Books recommended on this page are not required reading for participation in the course, but are strongly recommended by the facilitator.



Narrative Design: Working with Imagination, Craft, and Form by Madison Smartt Bell

"This is and should be an indispensable book for the teacher and reader and writer: original in its emphases and incisive in in its attitudes on the art and craft of fiction. Madison Smartt Bell is a writer at the very front rank of his generation, and generations to come will know him also for Narrative Design. He puts what he knows about structure to spellbinding, word-spinning use."
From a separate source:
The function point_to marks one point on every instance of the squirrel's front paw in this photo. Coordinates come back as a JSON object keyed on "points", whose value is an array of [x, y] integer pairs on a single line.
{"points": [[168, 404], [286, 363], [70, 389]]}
-- Nicholas Delbanco, author of The Lost Suitcase: Reflections on the Literary Life

If You Want to Write by Brenda Ueland.

In If You Want to Write, Brenda Ueland sets forth not just a philosophy about how to write or how to create, but also about how to live. Beginning writers will certainly be encouraged by Ueland's words, but even the most experienced have much to glean from Ueland's simple wisdom. "Everybody," writes Ueland in the opening chapter, "is talented, original, and has something important to say." One must think, she says, "of telling a story, not of writing it."  And just because If You Want to Write is passionate, sincere, and even spiritual, do not think it is not also witty. One footnote bluntly declaims, "No doubt my terms would horrify a psychologist but I do not care at all." Elsewhere Ueland titles a chapter "Why Women Who Do Too Much Housework Should Neglect It for Their Writing." Amen, sister!